The United Nations estimates that about 85 percent of Liberians are unemployed. Since taking office in 2006, President Ellen Johnson-Sirleaf's government has actively sought to encourage job growth with more than $130 million in new investments creating more than 2,000 new jobs. But much work remains in a nation where the World Bank estimates three-quarters of the population live on less than one dollar a day.

"We have got to bring down the high unemployment rate," said Richard Tolbert, who chairs Liberia's National Investment Commission. "We have got to secure jobs for all of the people, as many of the people as we can. This to me is the essence of our poverty-reduction strategy of the government is job creation. So there is much more to be done. We work night and day to achieve that."
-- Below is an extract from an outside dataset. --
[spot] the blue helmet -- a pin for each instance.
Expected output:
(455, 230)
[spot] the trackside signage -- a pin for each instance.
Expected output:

Weah says he is most concerned about educating his children and appreciates government efforts thus far to improve schools and hospitals. Driven from his home by conflict, he is most thankful for the chance his children have to grow up in a country without war.

"With the kind of peace we are enjoying now, I think that things will be fine with the level of acceptance from the international community and the people of Liberia themselves," he said.

Nearly 200,000 Liberians have returned home since the end of the war. Camps remain in Guinea, Ghana, Sierra Leone and Ivory Coast, where the United Nations refugee agency says it will not complete their return until after Ivorian elections - expected sometime later this year.